Wave of 'beautification' projects heads downtown
Original post made on Oct 30, 2012
Read the full story here Web Link posted Tuesday, October 30, 2012, 11:13 PM
on Oct 30, 2012 at 11:54 pm
Why does the city spend so much tax money downtown and so little on grungy California Ave and Midtown?
on Oct 31, 2012 at 7:02 am
> Why does the city spend so much tax money downtown and so
> little on grungy California Ave and Midtown
The Cal Ave project--destined to make a mess of Cal Ave will bring in over $1M of public money to Cal Ave. As to Midtown, there isn't a lot the City can do other than to take it over. There was a plan to form a Redevelopment Agency some years ago--that would seize all of the propert through eminent domain, and then resell it to a developer who would rebuild Midtown according to the City's (the Council acting as the Redevelopment experts) image.

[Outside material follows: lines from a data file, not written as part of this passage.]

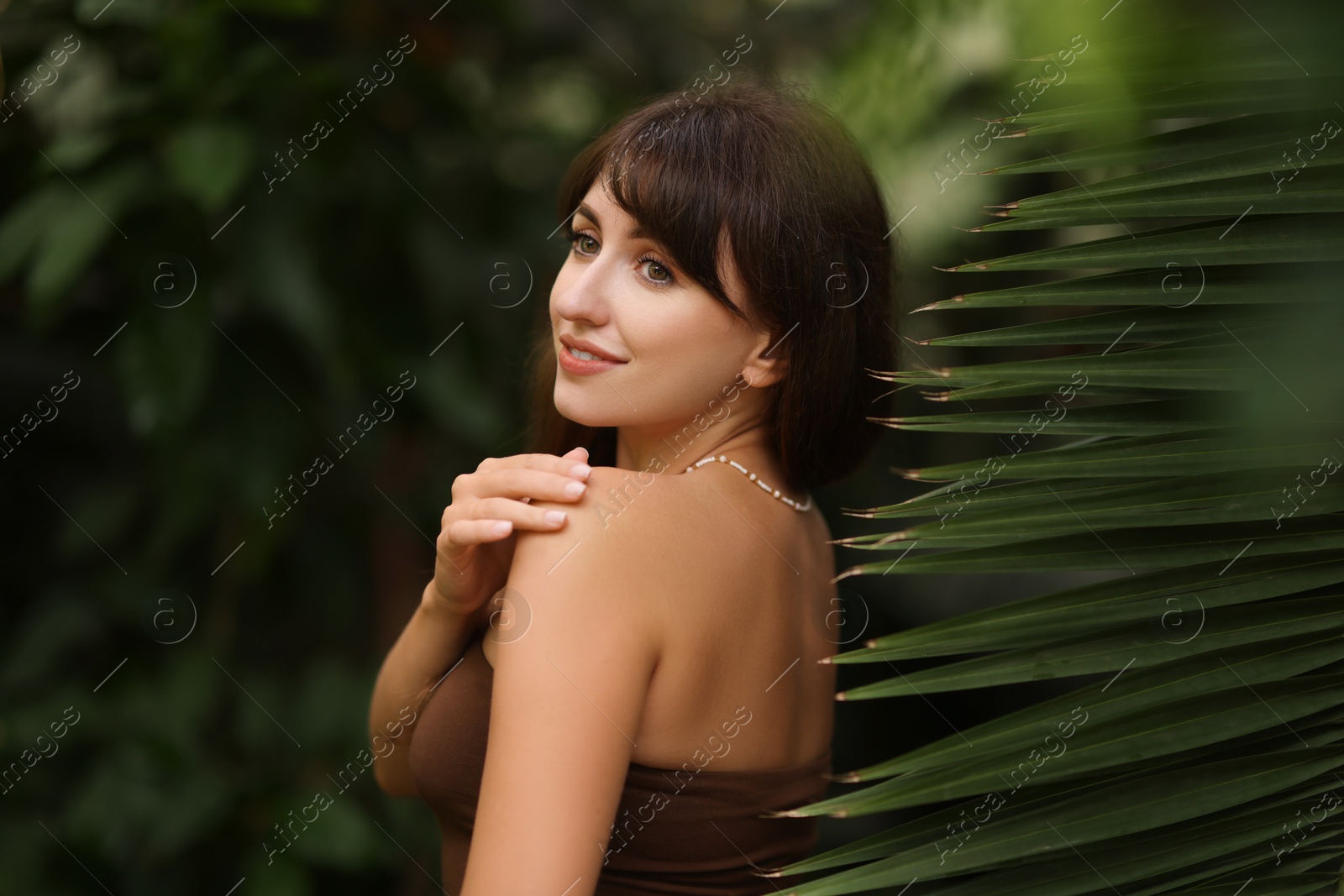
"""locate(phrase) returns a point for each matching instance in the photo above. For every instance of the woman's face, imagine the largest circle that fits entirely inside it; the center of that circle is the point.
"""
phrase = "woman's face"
(678, 347)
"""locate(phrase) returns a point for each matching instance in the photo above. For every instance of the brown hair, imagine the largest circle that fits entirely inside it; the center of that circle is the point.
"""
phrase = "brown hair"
(783, 181)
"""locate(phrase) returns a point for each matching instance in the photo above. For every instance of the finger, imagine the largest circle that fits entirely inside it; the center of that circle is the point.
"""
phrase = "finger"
(467, 532)
(522, 515)
(524, 483)
(564, 465)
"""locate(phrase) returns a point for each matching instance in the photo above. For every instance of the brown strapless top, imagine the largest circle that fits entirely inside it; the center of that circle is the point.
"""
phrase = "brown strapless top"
(703, 835)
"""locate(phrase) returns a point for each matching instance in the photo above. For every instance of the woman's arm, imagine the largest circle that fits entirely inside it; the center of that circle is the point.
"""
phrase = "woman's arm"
(428, 647)
(568, 700)
(474, 553)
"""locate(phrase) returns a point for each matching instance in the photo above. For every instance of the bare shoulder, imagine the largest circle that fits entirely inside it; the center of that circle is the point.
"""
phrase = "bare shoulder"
(616, 539)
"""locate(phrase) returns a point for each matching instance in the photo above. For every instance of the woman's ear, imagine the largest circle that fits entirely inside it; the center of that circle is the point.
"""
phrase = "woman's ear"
(765, 364)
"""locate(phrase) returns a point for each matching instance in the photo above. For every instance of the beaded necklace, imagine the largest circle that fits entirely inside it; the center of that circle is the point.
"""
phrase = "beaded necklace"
(721, 458)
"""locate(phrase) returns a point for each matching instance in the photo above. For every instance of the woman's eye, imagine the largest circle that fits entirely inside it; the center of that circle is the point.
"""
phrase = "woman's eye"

This idea didn't fly--since it was difficult for people to buy that Midtown (as wellas most of Palo Alto) was "blighted"--which the City would have had to claim in order to seize the current owner's properties.
Now--RDAs are no longer functioning here in California, so that mechanism is out-of-reach of the City. It still can use eminent domain to seize the properties and give them to a favored developr under the misguided Supreme Court "Kello vs New Haven" ruling, although that's not likely either.
That does not mean that a private developer could not step in, buy up some/all of the properties, and redevelop that area. But given the hostility to private businesses that people in the Midtown area have demonstraed in the past--that's not very likely either.
There aren't very many options available to the City, at the moment--other than reducing the number of lanes on Middlefield from four to two--which was proposed back in the mid-90s.
on Oct 31, 2012 at 11:15 am
That plan to make Middlefield two lanes for a 24-hour bicycle route got an incredibly bad reaction from all the residents because, among other problems, it would have eliminated the turn lanes. Given how badly it backs up now , I can't imagine how much worse it would have been.
Our next door neighbor at the time (the late Jean Fowkes) was concerned that her elderly friends would no longer have been able to park in front of her house and would instead have had to hobble up to a traffic light and back. The image of cleaning people and gardeners doing the same with their equipment was not a pretty sight.
Jean did a great job of getting everyone involved to protest the idea.
The city spent a fortune on that traffic study and never could admit how dumb the idea was because there are safer less busy streets for biking and instead "tabled" it rather than kill it entirely.
The stupidity and intransigence of the whole process left a lot of is permanently skeptical of the city / transportation planning process.
The Cal Ave debacle hasn't improved my view of it.